Molte delle persone incluse in quella lista stanno già affrontando accuse nei tribunali statunitensi per narcomafia, riciclaggio di denaro o altri reati.
Il caso di Alex Saab e altre figure sotto osservazione
Tra i nomi citati nei colloqui tra Washington e Caracas spicca Alex Saab, considerato per anni uno dei principali operatori finanziari del chavismo.
Saab è stato arrestato nel 2020 a Capo Verde dopo una segnalazione di Interpol richiesta dagli Stati Uniti e successivamente estradato, dove ha affrontato accuse di corruzione e riciclaggio di denaro legate a uno schema di corruzione da 350 milioni di dollari collegato a PDVSA.
In 2023 è stato liberato dall'amministrazione di Joe Biden come parte di uno scambio di prigionieri, ma Reuters ha riportato che sarebbe stato nuovamente arrestato a febbraio dai servizi di intelligence venezuelani SEBIN.
Secondo due delle fonti citate dall'agenzia, gli Stati Uniti avrebbero inoltre una nuova accusa sigillata contro Saab per riciclaggio di denaro.
Un altro nome rilevante è Raúl Gorrín, magnate dei media venezuelano e proprietario di Globovisión, che affronta molteplici accuse federali negli Stati Uniti relative a corruzione, tangenti e riciclaggio di denaro legati a PDVSA.
Il contesto politico: La cattura di Maduro
Tutto ciò avviene in un momento di profonda trasformazione politica in Venezuela.
Il 3 gennaio 2026, forze speciali statunitensi hanno catturato l'allora presidente Nicolás Maduro e sua moglie Cilia Flores, che sono stati trasferiti a New York per affrontare accuse federali.
Maduro è accusato di narcoterrorismo e traffico di cocaina, reati per cui si è dichiarato non colpevole.
Dopo la sua cattura, Delcy Rodríguez ha assunto la presidenza ad interim, in mezzo a un delicato processo di transizione politica.
In pubblico, il presidente statunitense Donald Trump ha elogiato la cooperazione del nuovo leadership venezuelano, arrivando a descrivere il paese come “il nostro nuovo amico e partner” durante il suo discorso sullo Stato dell'Unione.
Tuttavia, secondo Reuters, la possibile accusa penale in preparazione sarebbe uno strumento aggiuntivo di pressione nella strategia di Washington per influenzare il corso politico del nuovo governo venezuelano.

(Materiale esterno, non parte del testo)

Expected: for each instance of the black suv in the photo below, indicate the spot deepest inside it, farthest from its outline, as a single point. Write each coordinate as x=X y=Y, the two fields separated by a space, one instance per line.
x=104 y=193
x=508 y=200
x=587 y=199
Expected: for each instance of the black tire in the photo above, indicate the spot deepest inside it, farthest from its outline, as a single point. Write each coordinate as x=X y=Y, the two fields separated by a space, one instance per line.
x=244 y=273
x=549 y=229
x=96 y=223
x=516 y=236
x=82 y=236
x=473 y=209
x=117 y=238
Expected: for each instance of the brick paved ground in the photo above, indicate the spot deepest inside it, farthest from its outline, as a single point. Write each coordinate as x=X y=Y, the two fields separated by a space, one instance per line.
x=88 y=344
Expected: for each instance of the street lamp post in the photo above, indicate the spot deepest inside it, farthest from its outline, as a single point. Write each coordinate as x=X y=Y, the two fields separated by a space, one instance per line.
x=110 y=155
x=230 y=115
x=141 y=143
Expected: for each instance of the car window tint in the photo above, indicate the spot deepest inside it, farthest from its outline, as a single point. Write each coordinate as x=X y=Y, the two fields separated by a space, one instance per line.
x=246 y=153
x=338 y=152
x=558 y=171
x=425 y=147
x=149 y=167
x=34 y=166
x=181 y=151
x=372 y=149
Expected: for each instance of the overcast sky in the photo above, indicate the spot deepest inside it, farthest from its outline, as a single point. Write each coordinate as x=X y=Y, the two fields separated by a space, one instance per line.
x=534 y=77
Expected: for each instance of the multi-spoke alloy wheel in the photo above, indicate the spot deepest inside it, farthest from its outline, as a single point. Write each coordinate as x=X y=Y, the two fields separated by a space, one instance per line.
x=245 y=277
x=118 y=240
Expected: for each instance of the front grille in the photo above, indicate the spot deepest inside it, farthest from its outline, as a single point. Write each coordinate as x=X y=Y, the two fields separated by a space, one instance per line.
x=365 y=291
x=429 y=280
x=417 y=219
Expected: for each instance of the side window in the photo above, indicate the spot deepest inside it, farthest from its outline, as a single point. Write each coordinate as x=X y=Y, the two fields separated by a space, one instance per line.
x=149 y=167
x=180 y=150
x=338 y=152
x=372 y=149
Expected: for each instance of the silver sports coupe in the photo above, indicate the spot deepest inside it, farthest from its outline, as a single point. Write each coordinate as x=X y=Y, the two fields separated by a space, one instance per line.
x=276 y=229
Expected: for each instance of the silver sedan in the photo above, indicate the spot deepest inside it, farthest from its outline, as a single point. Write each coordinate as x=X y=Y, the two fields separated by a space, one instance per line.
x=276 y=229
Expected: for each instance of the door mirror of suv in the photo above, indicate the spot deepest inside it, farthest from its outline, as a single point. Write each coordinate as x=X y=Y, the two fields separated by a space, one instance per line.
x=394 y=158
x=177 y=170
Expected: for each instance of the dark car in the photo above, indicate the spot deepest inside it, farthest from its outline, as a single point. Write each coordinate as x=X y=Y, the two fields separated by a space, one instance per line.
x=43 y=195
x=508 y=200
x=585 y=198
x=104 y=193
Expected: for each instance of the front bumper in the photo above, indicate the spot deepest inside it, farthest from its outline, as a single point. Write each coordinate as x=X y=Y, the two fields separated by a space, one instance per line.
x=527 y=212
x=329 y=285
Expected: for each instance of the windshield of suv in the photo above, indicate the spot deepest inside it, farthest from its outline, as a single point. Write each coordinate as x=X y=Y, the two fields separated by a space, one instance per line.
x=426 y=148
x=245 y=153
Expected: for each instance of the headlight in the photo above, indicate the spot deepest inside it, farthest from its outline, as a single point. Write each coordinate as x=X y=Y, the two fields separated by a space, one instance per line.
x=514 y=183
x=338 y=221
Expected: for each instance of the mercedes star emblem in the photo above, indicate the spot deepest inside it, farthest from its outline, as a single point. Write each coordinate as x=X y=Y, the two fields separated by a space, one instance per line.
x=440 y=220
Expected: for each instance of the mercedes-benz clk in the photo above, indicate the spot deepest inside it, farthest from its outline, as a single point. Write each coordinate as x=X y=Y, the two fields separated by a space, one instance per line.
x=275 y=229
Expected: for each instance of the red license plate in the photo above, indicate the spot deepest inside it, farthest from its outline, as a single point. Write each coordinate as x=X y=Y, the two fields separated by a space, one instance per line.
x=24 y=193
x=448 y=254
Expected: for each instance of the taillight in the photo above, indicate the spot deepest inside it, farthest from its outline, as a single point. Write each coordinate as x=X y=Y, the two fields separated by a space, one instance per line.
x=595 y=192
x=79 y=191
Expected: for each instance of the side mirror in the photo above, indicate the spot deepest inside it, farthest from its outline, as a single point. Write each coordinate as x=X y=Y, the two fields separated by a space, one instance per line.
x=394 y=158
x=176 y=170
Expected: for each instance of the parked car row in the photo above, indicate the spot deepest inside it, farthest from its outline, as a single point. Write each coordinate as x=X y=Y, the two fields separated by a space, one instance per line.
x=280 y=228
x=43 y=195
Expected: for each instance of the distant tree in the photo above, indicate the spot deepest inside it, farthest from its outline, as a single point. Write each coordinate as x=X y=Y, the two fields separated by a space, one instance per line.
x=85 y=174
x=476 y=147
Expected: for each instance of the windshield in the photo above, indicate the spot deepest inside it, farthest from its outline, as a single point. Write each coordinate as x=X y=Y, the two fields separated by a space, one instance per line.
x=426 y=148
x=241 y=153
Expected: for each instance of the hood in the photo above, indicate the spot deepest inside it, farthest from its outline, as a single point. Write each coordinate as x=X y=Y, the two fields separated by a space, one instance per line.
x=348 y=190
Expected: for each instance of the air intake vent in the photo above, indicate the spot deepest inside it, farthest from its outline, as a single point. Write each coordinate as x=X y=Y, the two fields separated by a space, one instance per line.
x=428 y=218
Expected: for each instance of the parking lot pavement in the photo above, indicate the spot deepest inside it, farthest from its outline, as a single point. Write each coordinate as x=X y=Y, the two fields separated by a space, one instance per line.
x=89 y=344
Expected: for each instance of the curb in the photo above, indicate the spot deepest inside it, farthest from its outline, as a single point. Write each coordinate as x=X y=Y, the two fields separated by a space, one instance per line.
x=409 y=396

Un processo ancora incerto
Per ora, non esiste alcuna accusa formale presentata davanti a un tribunale federale contro Delcy Rodríguez, e il Ministero della Comunicazione del governo venezuelano non ha risposto alle domande inviate da Reuters in merito all'argomento.
La disputa tra il Dipartimento di Giustizia e l'agenzia internazionale lascia aperte molteplici interrogativi sul reale estendimento dell'indagine e sul ruolo che potrebbe giocare all'interno della complessa negoziazione tra Washington e il nuovo leadership venezuelano dopo la caduta di Maduro.